Pas le temps pour autre chose, mais c’est souvent suffisant pour tenir.

🕓 16h00 – Une petite louloute et ses gros nuages

C’est une enfant. Elle sourit à peine.
Elle est suivie pour une dépression infantile, un manque de confiance en elle.
On parle peu. On joue beaucoup.
Le jeu, ici, c’est du langage. Une passerelle.
Je ne cherche pas à l’arracher au silence. Je l’accompagne doucement jusqu’à elle-même.

🕔 17h00 – Colère et thérapie des schémas

Je retrouve un jeune adulte.
Il lutte contre sa colère, qui jaillit sans prévenir.
Pas de violence, non. Mais un feu qui le ronge.

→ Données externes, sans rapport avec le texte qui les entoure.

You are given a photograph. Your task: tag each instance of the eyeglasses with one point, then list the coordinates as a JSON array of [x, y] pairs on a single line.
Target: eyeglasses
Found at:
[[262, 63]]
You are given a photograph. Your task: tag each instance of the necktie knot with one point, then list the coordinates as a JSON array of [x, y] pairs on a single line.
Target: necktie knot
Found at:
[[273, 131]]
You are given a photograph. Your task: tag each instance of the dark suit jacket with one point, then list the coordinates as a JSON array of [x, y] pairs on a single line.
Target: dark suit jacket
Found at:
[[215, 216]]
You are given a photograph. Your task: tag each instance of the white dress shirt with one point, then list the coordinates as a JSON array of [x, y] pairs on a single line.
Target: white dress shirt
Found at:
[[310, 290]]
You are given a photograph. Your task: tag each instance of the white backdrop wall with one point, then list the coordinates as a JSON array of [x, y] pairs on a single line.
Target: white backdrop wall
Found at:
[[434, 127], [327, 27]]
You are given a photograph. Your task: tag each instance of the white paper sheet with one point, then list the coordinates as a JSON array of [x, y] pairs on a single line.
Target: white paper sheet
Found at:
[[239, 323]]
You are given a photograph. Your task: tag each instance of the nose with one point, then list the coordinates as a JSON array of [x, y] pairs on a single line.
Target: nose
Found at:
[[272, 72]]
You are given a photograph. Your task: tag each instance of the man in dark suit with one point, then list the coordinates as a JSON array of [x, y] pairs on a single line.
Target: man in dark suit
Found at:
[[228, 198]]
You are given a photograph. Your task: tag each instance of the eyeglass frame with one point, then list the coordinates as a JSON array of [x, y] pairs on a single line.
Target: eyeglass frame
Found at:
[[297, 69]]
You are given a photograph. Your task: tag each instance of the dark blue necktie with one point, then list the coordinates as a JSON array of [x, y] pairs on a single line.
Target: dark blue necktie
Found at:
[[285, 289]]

On travaille en thérapie des schémas et en thérapie émotionnelle.
On cherche les blessures anciennes, les nœuds enfouis, les réflexes appris.
Ce n’est pas simple. Mais il avance.

🕕 18h00 – TDAH, TOP et guidance parentale

Dernier rendez-vous du jour : un accompagnement familial.
L’enfant est atteinte de TDA/H et de TOP.
Je reçois les parents, je les guide.
On parle d’outils, d’aménagements, de déculpabilisation, surtout.
Aimer un enfant neuroatypique, c’est tout un apprentissage.
Et parfois, il faut aussi apprendre à s’aimer en tant que parent.

🕖 19h00 – Clôture

J’ajuste mes notes. Je relis les dossiers.
Je stabilote deux ou trois points à revoir. Je ferme doucement.

À 19h20, je quitte le cabinet.
Et je redeviens moi, hors cadre. Parce que ma vie à moi, elle m’attend dehors. Et elle est précieuse aussi.

💬 En guise de conclusion…

Être psy, ce n’est pas juste écouter.
C’est s’ajuster, se rendre disponible, tenir, parfois longtemps.
C’est faire de la place sans s’oublier.
Et c’est aimer les humains dans leur chaos ordinaire.

Chaque journée est différente.
Mais il y a toujours cette constante :
Je suis là. Vraiment là. Pour eux. Pour elles. Pour toi, peut-être.

3 commentaires
Un égaré
()
Merci pour ton témoignage. Ça donne envie de faire une thérapie avec toi :) On ressent beaucoup de respect et d’intérêt dans ta manière d’aborder les patients. D’experience c’est pas toujours le cas.
LeDétective
()
Très beau témoignage, on ressent l’équilibre de vie, et non se sentir bouffé par les consultations à outrance.

J’admire cela

Comment ne pas se sentir bouffé?
Les soignants, on donne beaucoup d’énergie pour les patients, les mettre à l’aise, avoir une capacité d’écoute et d’empathie, et parfois le manque de reconnaissance du système (financièrement compliqué du coup) et du patient même (des appels le dimanche, ou le soir à des heures improbables),…
J’ai l’impression de constamment répéter le cadre.
C’est ca, d’être une perle rare (vestibulaire)
Mais c’est dur, d’autant plus quand on a son propre corps qui marque des signants de lever le pied
Un espion
()
Belle conclusion..c'est poétique presque.

Ça doit être dur de voir des personnes et leurs problèmes toute la journée ... surtout voir des enfants pas bien.